# Security Policy

This policy applies to the dokieli Web Annotation codebase. Vulnerabilities in third-party libraries should be reported upstream unless directly impacting this library's usage of them.

We ask that you give us a reasonable amount of time to address the vulnerability before any public disclosure.

## Reporting a Vulnerability

If you discover a security vulnerability, please do not file a public issue.

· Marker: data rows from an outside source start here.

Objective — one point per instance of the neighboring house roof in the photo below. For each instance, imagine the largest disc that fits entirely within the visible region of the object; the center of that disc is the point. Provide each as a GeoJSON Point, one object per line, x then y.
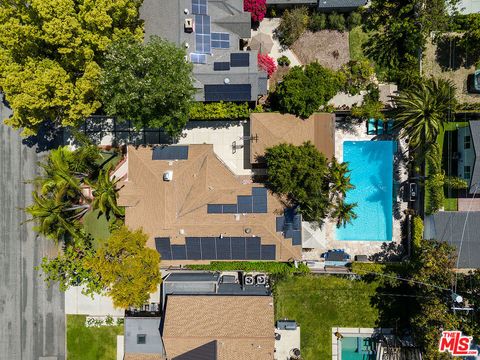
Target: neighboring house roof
{"type": "Point", "coordinates": [245, 82]}
{"type": "Point", "coordinates": [475, 179]}
{"type": "Point", "coordinates": [177, 212]}
{"type": "Point", "coordinates": [270, 129]}
{"type": "Point", "coordinates": [448, 226]}
{"type": "Point", "coordinates": [219, 327]}
{"type": "Point", "coordinates": [148, 326]}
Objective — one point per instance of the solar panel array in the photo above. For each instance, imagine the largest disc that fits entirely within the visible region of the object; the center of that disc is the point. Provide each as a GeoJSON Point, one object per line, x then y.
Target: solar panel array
{"type": "Point", "coordinates": [221, 66]}
{"type": "Point", "coordinates": [240, 59]}
{"type": "Point", "coordinates": [199, 7]}
{"type": "Point", "coordinates": [172, 152]}
{"type": "Point", "coordinates": [255, 203]}
{"type": "Point", "coordinates": [220, 40]}
{"type": "Point", "coordinates": [230, 92]}
{"type": "Point", "coordinates": [202, 34]}
{"type": "Point", "coordinates": [198, 58]}
{"type": "Point", "coordinates": [215, 248]}
{"type": "Point", "coordinates": [290, 224]}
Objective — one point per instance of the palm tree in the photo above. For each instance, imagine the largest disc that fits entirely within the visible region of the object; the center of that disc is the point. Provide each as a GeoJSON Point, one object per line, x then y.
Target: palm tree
{"type": "Point", "coordinates": [422, 110]}
{"type": "Point", "coordinates": [339, 179]}
{"type": "Point", "coordinates": [105, 194]}
{"type": "Point", "coordinates": [343, 213]}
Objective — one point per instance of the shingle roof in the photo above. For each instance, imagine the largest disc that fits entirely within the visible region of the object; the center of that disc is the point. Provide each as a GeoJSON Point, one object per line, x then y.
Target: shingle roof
{"type": "Point", "coordinates": [475, 180]}
{"type": "Point", "coordinates": [270, 129]}
{"type": "Point", "coordinates": [237, 327]}
{"type": "Point", "coordinates": [448, 226]}
{"type": "Point", "coordinates": [178, 208]}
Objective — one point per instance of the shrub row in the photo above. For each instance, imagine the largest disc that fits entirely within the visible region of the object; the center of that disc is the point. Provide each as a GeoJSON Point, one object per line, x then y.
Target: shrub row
{"type": "Point", "coordinates": [270, 267]}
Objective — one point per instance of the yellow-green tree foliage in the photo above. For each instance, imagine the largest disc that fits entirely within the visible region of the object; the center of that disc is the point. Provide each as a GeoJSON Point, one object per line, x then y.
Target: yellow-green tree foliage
{"type": "Point", "coordinates": [129, 270]}
{"type": "Point", "coordinates": [51, 52]}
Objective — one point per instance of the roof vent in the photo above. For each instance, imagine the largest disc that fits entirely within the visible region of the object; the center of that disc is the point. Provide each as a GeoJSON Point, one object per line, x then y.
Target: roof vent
{"type": "Point", "coordinates": [168, 175]}
{"type": "Point", "coordinates": [188, 25]}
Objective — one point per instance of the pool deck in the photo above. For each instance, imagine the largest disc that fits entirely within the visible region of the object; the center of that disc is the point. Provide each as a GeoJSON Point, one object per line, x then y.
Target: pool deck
{"type": "Point", "coordinates": [352, 332]}
{"type": "Point", "coordinates": [320, 240]}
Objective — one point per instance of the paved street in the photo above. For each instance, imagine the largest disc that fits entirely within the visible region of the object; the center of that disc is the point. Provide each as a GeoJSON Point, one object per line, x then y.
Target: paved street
{"type": "Point", "coordinates": [32, 320]}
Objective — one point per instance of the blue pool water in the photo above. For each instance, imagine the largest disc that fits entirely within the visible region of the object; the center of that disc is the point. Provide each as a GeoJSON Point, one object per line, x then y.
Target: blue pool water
{"type": "Point", "coordinates": [354, 348]}
{"type": "Point", "coordinates": [371, 166]}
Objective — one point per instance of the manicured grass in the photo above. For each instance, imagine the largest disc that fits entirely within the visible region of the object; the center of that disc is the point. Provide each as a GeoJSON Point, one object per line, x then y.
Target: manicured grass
{"type": "Point", "coordinates": [96, 226]}
{"type": "Point", "coordinates": [450, 204]}
{"type": "Point", "coordinates": [319, 303]}
{"type": "Point", "coordinates": [356, 39]}
{"type": "Point", "coordinates": [91, 343]}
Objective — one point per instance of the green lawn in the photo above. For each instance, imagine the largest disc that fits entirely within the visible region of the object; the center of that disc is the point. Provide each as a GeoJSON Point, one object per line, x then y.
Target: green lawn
{"type": "Point", "coordinates": [96, 226]}
{"type": "Point", "coordinates": [91, 343]}
{"type": "Point", "coordinates": [319, 303]}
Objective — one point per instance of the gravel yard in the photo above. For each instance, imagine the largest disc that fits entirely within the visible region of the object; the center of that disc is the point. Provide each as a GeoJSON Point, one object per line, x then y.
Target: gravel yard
{"type": "Point", "coordinates": [329, 48]}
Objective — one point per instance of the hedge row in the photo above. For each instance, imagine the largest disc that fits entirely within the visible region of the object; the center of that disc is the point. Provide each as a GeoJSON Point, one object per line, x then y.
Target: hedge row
{"type": "Point", "coordinates": [270, 267]}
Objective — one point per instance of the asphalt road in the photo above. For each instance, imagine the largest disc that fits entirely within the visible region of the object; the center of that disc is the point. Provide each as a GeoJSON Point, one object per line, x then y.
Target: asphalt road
{"type": "Point", "coordinates": [32, 316]}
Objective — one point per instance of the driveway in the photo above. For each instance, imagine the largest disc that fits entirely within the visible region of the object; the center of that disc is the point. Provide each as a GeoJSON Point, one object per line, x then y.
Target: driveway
{"type": "Point", "coordinates": [32, 316]}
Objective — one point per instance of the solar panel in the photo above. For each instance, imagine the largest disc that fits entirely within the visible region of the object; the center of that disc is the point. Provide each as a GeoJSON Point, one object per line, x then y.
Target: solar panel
{"type": "Point", "coordinates": [244, 204]}
{"type": "Point", "coordinates": [230, 92]}
{"type": "Point", "coordinates": [198, 58]}
{"type": "Point", "coordinates": [199, 7]}
{"type": "Point", "coordinates": [223, 248]}
{"type": "Point", "coordinates": [220, 40]}
{"type": "Point", "coordinates": [208, 248]}
{"type": "Point", "coordinates": [179, 252]}
{"type": "Point", "coordinates": [238, 248]}
{"type": "Point", "coordinates": [193, 248]}
{"type": "Point", "coordinates": [163, 247]}
{"type": "Point", "coordinates": [202, 34]}
{"type": "Point", "coordinates": [170, 153]}
{"type": "Point", "coordinates": [253, 248]}
{"type": "Point", "coordinates": [221, 66]}
{"type": "Point", "coordinates": [214, 209]}
{"type": "Point", "coordinates": [240, 59]}
{"type": "Point", "coordinates": [268, 252]}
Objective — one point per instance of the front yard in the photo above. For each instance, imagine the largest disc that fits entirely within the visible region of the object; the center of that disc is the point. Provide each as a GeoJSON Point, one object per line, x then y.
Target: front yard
{"type": "Point", "coordinates": [91, 343]}
{"type": "Point", "coordinates": [319, 303]}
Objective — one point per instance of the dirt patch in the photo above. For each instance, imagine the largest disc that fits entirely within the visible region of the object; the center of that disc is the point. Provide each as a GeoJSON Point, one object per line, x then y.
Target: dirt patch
{"type": "Point", "coordinates": [329, 48]}
{"type": "Point", "coordinates": [444, 59]}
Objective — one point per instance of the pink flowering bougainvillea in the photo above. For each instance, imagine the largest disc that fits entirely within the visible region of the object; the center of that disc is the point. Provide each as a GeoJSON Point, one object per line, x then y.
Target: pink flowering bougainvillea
{"type": "Point", "coordinates": [266, 63]}
{"type": "Point", "coordinates": [257, 8]}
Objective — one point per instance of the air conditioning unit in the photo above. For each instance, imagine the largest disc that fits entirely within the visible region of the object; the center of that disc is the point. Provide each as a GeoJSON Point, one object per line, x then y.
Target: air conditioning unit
{"type": "Point", "coordinates": [188, 25]}
{"type": "Point", "coordinates": [261, 279]}
{"type": "Point", "coordinates": [249, 280]}
{"type": "Point", "coordinates": [168, 175]}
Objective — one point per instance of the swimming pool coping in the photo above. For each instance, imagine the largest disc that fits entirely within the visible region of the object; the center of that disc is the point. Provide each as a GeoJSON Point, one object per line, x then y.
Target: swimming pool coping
{"type": "Point", "coordinates": [353, 332]}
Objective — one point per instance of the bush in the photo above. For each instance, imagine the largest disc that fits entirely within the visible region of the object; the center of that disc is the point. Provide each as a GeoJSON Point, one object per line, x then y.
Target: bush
{"type": "Point", "coordinates": [283, 61]}
{"type": "Point", "coordinates": [336, 22]}
{"type": "Point", "coordinates": [354, 20]}
{"type": "Point", "coordinates": [257, 9]}
{"type": "Point", "coordinates": [304, 90]}
{"type": "Point", "coordinates": [292, 25]}
{"type": "Point", "coordinates": [219, 111]}
{"type": "Point", "coordinates": [270, 267]}
{"type": "Point", "coordinates": [267, 64]}
{"type": "Point", "coordinates": [317, 22]}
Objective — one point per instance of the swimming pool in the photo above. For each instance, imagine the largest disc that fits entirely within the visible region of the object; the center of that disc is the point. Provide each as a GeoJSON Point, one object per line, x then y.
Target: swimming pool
{"type": "Point", "coordinates": [371, 166]}
{"type": "Point", "coordinates": [357, 348]}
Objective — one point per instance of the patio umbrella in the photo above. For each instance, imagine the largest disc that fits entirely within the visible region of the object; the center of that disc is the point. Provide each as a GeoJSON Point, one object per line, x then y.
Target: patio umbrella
{"type": "Point", "coordinates": [262, 42]}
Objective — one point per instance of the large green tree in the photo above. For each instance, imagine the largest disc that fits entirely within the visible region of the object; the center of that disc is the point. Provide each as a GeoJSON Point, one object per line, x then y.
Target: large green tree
{"type": "Point", "coordinates": [305, 177]}
{"type": "Point", "coordinates": [51, 52]}
{"type": "Point", "coordinates": [150, 84]}
{"type": "Point", "coordinates": [128, 270]}
{"type": "Point", "coordinates": [422, 110]}
{"type": "Point", "coordinates": [304, 90]}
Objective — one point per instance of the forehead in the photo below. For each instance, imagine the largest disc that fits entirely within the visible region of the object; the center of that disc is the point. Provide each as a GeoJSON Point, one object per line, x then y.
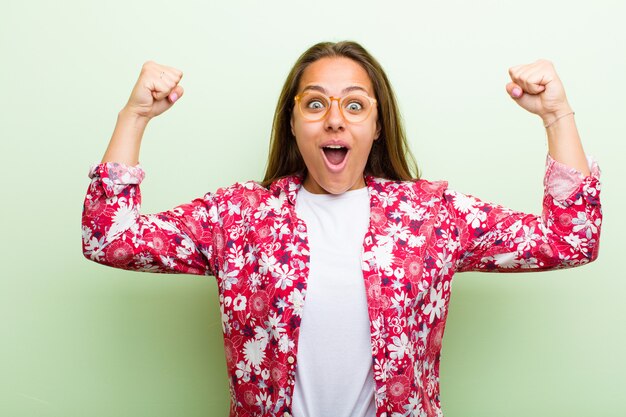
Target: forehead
{"type": "Point", "coordinates": [335, 74]}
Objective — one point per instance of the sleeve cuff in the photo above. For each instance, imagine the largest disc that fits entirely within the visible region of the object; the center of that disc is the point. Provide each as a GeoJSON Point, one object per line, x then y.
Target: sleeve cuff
{"type": "Point", "coordinates": [116, 176]}
{"type": "Point", "coordinates": [561, 181]}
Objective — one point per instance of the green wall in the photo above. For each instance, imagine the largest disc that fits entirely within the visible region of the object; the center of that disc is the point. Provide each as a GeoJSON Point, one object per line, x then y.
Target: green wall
{"type": "Point", "coordinates": [79, 339]}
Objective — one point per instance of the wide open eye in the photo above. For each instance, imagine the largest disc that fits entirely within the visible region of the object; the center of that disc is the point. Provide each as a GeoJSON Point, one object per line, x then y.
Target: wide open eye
{"type": "Point", "coordinates": [355, 104]}
{"type": "Point", "coordinates": [315, 104]}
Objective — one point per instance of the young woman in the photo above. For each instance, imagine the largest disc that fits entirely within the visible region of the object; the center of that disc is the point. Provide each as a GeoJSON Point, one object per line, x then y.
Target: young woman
{"type": "Point", "coordinates": [334, 272]}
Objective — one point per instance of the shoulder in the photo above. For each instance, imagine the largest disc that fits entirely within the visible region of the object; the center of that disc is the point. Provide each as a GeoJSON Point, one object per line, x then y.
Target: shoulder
{"type": "Point", "coordinates": [419, 188]}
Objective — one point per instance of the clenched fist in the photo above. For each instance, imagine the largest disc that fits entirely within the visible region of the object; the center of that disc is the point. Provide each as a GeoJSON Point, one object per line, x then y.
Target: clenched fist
{"type": "Point", "coordinates": [156, 90]}
{"type": "Point", "coordinates": [537, 88]}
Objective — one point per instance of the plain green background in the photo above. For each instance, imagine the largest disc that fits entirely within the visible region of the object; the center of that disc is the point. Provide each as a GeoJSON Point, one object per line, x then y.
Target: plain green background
{"type": "Point", "coordinates": [81, 340]}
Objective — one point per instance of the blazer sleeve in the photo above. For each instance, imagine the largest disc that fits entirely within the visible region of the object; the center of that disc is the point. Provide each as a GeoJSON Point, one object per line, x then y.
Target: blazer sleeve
{"type": "Point", "coordinates": [492, 238]}
{"type": "Point", "coordinates": [114, 233]}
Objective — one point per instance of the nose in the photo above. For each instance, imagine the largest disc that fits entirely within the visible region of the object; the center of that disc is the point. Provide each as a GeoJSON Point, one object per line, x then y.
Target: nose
{"type": "Point", "coordinates": [334, 119]}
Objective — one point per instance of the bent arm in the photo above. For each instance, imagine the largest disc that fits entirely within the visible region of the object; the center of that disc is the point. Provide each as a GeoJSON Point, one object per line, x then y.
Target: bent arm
{"type": "Point", "coordinates": [116, 234]}
{"type": "Point", "coordinates": [493, 238]}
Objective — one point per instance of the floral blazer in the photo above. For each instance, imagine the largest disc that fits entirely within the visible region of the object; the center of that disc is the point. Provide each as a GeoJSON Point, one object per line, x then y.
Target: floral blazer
{"type": "Point", "coordinates": [420, 234]}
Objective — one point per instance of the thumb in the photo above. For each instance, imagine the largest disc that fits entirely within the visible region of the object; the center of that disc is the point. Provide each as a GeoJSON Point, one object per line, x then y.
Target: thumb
{"type": "Point", "coordinates": [175, 94]}
{"type": "Point", "coordinates": [514, 90]}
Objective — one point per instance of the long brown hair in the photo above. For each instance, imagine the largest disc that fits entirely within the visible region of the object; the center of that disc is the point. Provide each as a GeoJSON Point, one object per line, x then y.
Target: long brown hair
{"type": "Point", "coordinates": [390, 156]}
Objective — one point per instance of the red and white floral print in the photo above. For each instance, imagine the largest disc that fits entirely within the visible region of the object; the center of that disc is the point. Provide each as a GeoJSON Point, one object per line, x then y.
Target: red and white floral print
{"type": "Point", "coordinates": [420, 235]}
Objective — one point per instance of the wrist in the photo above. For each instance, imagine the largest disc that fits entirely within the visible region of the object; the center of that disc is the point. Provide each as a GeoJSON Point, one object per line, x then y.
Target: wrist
{"type": "Point", "coordinates": [128, 116]}
{"type": "Point", "coordinates": [551, 117]}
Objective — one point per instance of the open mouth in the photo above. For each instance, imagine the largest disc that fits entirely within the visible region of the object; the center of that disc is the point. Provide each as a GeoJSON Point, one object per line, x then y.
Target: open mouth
{"type": "Point", "coordinates": [335, 154]}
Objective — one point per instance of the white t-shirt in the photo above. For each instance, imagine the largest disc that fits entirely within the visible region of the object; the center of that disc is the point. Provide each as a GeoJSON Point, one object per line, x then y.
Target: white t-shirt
{"type": "Point", "coordinates": [334, 373]}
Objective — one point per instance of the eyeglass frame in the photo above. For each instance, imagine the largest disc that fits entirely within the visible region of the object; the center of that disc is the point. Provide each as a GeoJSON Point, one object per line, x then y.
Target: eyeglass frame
{"type": "Point", "coordinates": [373, 103]}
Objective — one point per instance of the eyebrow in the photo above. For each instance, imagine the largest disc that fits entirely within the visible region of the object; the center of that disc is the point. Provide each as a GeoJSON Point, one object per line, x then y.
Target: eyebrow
{"type": "Point", "coordinates": [345, 90]}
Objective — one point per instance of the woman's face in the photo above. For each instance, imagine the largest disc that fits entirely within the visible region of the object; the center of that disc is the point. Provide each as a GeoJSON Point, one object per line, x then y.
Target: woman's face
{"type": "Point", "coordinates": [335, 171]}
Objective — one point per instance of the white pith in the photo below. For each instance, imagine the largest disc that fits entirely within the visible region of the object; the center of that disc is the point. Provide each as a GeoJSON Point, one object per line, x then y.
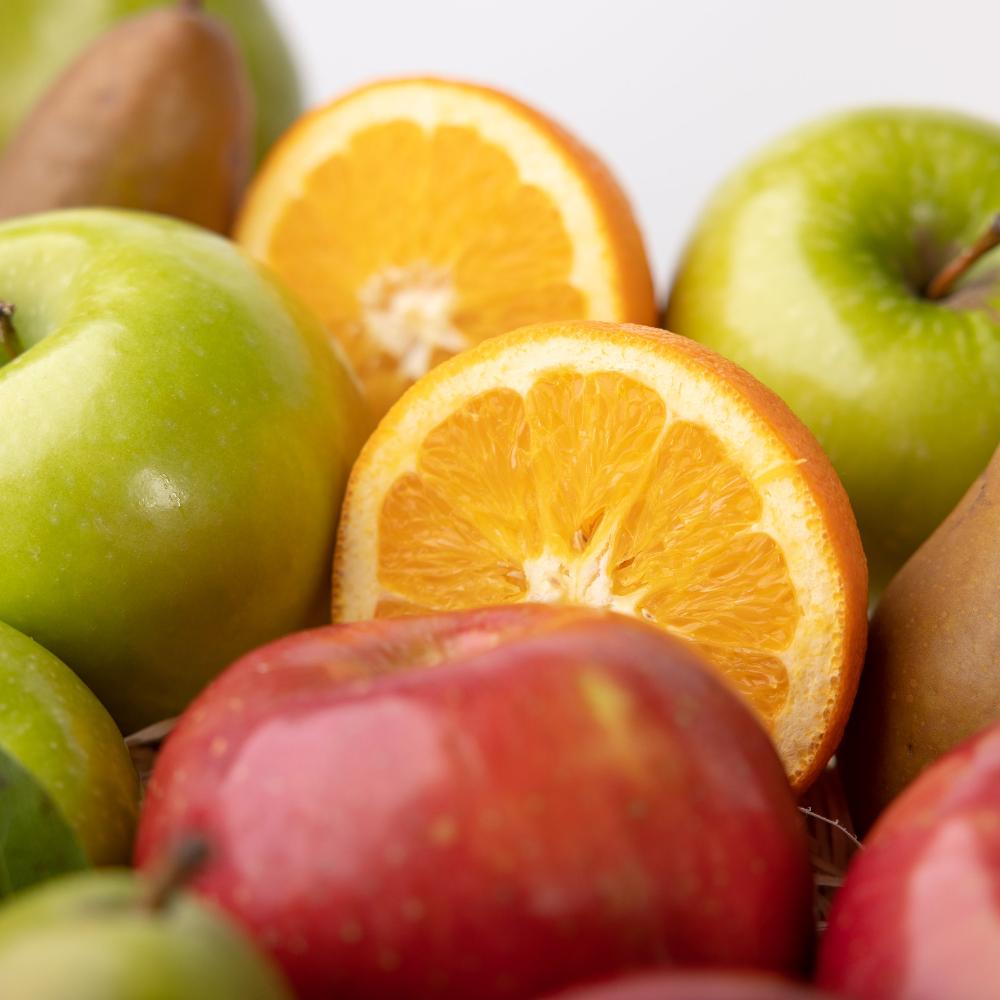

Instead, contact us directly:

* Email: info@dokie.li
* PGP Public Key: 
* Fingerprint: 

We aim to acknowledge receipt of security reports within 3 working days and provide an initial assessment within 10 working days.

## What to Include in Your Report

Where applicable, please include the following information:

* A detailed description of the vulnerability.
* The software version in use.
* Environment details, such as web browsers, other web extensions, servers, or relevant example data.
* Screenshots.
* Steps to reproduce the issue.
* Potential impact of the vulnerability.
* A suggested fix (if any).

## Third Party CVE Handling

This library integrates third-party components by adopting the latest compatible versions available during development, ensuring they are up-to-date as part of its ongoing, community-driven evolution rather than fixed release cycles.

We use the [Common Vulnerability Scoring System Version 3.1 Calculator](https://www.first.org/cvss/calculator/3-1) to determine risk.

## Hall of Fame

We are happy to acknowledge contributors who responsibly disclose vulnerabilities, unless they wish to remain anonymous.